Isotopen zijn varianten van hetzelfde chemische element met hetzelfde atoomnummer (hetzelfde aantal protonen in de kern en elektronen in banen) maar verschillende atoomgewichten (verschillend aantal neutronen in de kern).
De chemische eigenschappen van isotopen van hetzelfde element zijn vrijwel hetzelfde, omdat ze worden bepaald door het aantal elektronen in de buitenste elektronenlaag van het atoom. De fysische eigenschappen van isotopen, zoals dichtheid, warmtecapaciteit, snelheid van chemische reacties, enz., Kunnen echter aanzienlijk variëren als gevolg van verschillen in atoommassa's.
De aanwezigheid van isotopen wordt verklaard door de mogelijkheid van het bestaan van kernen met verschillende aantallen neutronen met hetzelfde aantal protonen.

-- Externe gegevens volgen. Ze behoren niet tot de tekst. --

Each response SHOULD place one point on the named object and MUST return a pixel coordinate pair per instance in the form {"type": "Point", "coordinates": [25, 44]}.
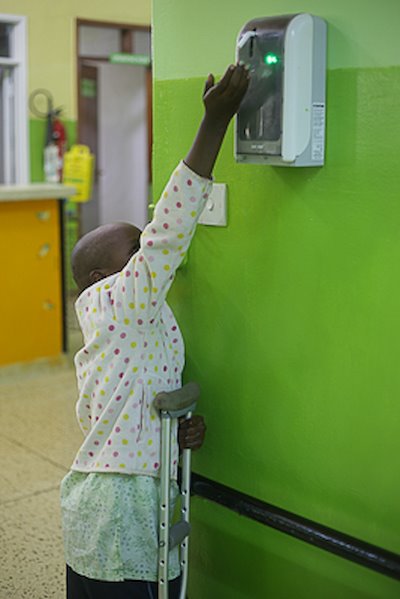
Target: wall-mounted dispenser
{"type": "Point", "coordinates": [281, 120]}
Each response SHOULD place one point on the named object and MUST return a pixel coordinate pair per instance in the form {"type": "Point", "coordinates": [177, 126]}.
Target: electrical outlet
{"type": "Point", "coordinates": [215, 210]}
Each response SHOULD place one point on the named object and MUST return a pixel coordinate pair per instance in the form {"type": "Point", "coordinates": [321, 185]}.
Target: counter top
{"type": "Point", "coordinates": [35, 191]}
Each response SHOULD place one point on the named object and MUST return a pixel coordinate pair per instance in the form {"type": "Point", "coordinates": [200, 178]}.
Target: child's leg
{"type": "Point", "coordinates": [80, 587]}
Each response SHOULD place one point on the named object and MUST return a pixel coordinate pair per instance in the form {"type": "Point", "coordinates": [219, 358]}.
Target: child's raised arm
{"type": "Point", "coordinates": [221, 101]}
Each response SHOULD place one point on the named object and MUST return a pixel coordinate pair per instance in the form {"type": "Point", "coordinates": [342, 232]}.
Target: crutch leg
{"type": "Point", "coordinates": [174, 404]}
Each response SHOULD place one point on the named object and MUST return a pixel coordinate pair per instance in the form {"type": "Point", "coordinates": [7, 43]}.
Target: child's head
{"type": "Point", "coordinates": [103, 252]}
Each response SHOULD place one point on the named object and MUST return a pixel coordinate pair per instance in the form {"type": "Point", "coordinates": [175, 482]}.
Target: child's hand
{"type": "Point", "coordinates": [222, 100]}
{"type": "Point", "coordinates": [191, 432]}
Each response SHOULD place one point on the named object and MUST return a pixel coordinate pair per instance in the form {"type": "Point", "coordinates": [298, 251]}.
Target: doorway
{"type": "Point", "coordinates": [115, 121]}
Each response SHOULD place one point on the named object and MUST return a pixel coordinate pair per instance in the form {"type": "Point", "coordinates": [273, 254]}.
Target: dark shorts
{"type": "Point", "coordinates": [80, 587]}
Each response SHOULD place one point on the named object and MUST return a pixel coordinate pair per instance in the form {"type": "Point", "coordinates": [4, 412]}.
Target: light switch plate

Kernen met hetzelfde aantal protonen maar een verschillend aantal neutronen worden isotopen genoemd.
Isotopen worden veel gebruikt in de wetenschap en technologie: in de geologie om de ouderdom van mineralen te bepalen, in de geneeskunde om ziekten te diagnosticeren en te behandelen, in de industrie om de dikte en dichtheid van materialen te meten, enz. Isotopen zijn dus een belangrijk hulpmiddel op veel gebieden.